Oh, soccer...I will learn to love you

AddySoccer I have had a real love-hate relationship with soccer going all the way back to my youth.

I never really played the sport. Not that I can remember at least. In our old neighborhood, we grew up with a baseball glove and ball, a basketball and a bike. If there was a soccer ball around, we didn't do much with it.

Sometime in junior high, The Kansas City Comets appeared on my radar. I don't remember the first game I went to at Kemper Arena, but I remember I had to go back. Maybe it was the light show before the game. Or the pure energy of a few thousand people (never any more than that as I recall) shrieking as the players were announced and ran onto the indoor soccer field.

They made entrances as if they were the most popular and famous athletes on the planet. And, at the time, they were to us. They had names like Jan Goossens, Alan Mayer, Ed Gettemeier and Gino Schiraldi.

The days of the Comets faded and I turned to the world of sports writing. Some time in 1996, I covered my first high school soccer game. Not long after, I covered my first high school girls' soccer game, an epic 0-0 tie that went four overtimes and had no end in sight.

I think that's when I started mildly mocking the sport. Although I did, and still do, openly acknowledge that the soccer players are often some of the best athletes in the schools.

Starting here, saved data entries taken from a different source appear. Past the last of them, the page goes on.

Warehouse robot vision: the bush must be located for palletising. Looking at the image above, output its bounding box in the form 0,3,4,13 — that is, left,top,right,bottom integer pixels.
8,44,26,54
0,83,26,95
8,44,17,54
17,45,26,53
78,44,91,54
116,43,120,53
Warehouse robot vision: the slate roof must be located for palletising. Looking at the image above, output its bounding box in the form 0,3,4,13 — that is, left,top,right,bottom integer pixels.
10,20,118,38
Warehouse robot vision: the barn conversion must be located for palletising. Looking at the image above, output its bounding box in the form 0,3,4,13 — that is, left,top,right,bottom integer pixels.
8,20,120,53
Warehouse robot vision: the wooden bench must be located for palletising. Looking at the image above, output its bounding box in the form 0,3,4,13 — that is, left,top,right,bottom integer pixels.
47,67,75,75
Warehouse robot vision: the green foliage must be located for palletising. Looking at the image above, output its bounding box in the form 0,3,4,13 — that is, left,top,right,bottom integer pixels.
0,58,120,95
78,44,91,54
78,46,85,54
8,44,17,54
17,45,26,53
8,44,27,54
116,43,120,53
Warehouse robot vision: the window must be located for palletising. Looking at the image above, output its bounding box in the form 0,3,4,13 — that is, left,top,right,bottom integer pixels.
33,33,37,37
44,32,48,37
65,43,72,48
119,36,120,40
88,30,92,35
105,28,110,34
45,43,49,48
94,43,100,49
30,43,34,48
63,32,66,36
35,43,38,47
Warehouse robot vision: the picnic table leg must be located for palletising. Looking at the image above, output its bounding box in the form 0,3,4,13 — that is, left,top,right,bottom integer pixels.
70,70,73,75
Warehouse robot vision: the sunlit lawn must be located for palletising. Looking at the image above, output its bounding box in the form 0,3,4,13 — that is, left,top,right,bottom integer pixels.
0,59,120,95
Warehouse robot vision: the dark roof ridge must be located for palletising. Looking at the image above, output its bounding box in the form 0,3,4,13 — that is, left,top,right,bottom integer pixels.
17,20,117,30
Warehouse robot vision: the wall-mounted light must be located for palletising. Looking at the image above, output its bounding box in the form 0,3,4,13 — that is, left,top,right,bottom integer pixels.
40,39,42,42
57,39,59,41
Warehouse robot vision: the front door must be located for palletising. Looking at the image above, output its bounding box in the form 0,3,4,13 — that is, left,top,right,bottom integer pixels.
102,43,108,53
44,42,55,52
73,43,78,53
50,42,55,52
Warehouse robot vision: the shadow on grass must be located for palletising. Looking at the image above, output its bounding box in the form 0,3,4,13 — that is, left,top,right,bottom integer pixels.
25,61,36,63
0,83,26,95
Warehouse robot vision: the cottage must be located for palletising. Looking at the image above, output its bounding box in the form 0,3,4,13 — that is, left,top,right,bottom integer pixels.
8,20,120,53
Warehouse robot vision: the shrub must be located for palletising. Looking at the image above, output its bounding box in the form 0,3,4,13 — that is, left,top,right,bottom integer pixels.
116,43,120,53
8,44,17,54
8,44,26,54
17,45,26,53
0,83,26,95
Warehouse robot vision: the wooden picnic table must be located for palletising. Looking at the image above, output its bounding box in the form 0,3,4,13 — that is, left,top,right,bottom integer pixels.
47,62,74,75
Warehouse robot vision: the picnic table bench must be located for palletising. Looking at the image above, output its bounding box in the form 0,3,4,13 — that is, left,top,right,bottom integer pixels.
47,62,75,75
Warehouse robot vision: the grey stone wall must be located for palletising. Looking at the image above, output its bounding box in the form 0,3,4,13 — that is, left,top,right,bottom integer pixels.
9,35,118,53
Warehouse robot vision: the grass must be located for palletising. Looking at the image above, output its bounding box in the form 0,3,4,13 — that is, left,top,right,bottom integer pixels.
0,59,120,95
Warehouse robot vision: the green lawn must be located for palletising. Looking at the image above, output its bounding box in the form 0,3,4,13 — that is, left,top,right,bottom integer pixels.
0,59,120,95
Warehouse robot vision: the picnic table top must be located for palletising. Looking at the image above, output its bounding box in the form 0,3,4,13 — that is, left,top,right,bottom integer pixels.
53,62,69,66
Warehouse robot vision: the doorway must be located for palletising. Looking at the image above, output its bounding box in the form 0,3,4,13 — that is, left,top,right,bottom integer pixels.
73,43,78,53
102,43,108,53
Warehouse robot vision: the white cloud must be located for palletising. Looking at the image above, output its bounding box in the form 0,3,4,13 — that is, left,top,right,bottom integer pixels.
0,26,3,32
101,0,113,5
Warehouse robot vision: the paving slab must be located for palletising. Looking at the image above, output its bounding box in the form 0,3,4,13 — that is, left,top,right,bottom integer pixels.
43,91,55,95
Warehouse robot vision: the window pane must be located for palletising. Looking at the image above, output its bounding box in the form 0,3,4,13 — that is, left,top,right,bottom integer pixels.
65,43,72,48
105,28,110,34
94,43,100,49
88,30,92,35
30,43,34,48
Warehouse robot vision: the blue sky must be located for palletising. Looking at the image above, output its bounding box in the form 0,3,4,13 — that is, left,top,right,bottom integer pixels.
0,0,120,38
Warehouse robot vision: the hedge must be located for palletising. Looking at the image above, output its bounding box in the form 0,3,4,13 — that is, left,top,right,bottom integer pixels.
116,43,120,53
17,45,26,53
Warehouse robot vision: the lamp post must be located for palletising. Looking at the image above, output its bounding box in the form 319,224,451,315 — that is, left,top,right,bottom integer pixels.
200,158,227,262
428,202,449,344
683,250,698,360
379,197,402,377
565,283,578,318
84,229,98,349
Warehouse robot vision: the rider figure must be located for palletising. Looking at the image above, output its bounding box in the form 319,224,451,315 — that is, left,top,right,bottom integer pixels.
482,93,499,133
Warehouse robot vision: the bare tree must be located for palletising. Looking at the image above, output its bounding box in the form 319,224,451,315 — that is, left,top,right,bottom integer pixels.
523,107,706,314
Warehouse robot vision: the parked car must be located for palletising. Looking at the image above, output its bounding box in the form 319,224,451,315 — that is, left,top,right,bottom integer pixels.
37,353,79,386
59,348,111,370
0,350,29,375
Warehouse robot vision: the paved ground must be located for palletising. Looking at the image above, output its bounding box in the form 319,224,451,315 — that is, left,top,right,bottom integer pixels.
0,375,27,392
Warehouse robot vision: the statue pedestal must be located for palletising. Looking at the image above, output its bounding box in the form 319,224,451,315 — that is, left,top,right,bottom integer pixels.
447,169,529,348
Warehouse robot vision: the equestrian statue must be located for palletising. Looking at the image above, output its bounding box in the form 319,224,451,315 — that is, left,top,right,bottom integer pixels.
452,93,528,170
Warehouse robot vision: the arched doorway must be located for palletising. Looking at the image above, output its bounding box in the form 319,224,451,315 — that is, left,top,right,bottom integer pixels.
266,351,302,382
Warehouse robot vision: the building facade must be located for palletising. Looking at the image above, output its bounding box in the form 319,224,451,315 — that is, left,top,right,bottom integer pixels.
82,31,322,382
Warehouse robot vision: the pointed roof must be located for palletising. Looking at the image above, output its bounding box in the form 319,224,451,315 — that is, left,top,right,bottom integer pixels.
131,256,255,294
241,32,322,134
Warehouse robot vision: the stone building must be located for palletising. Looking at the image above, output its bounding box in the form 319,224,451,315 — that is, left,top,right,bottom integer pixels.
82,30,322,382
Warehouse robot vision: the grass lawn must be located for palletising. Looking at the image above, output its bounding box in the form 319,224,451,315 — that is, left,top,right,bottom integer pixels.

So, I knew the day was coming when Addy would want to hit the soccer field. She started asking for a soccer ball last fall and, once the purple wonder was purchased and brought home, she started asking to take it outside and "play" a game against me.

When it came time for a soccer "team" then, Addy was ready. Well, sort of.

First, she requested she play on an "all girls" team.

"Yeah, that's probably not going to happen, girlie," I told her. Of course, I am not all that disappointed that Addy wants to steer clear of the boys right now. But, at her age, the boys and girls play on the same team, I explained.

That earned me an eye roll. I'm used to it now.

Addy's mom and I decided the Itty Bitty Soccer program through the Lee's Summit Parks and Recreation would be the best way to go to start our kiddo off on the right foot.

Of course, I had to wrap my head around my kiddo playing soccer. Yes, I realize millions of kids play it. Yes, I get that she's not going to be mired in some four-hour-long tie game (God I hope).

At this age, soccer is more about the fundamentals of the game - passing, dribbling, teamwork and learning that the game isn't 45 minutes of constant shooting the ball into the goal. Sometimes you have to, you know, be the goalie. Addy had a hard time with that.

The great part of Itty Bitty Soccer is that the parents are right there the whole time. And I mean right there. On the field.

Each parent is out there dribbling, passing, shooting and instructing with a slew of kiddos knocking a much smaller version of a soccer ball around.

And that's where I renewed my appreciation for the sport. Right there, on the field with Addy. Observing the very beginnings of her learning to kick and interact and play the game.

I still haven't been a Sporting Kansas City game, though. So, if you want to throw some tickets my way to convince me, please do.

Otherwise, I will be out at Miller J. Field on Saturday mornings watching and "coaching" my daughter and the other kids. For that brief moment in time, they are the stars of the show.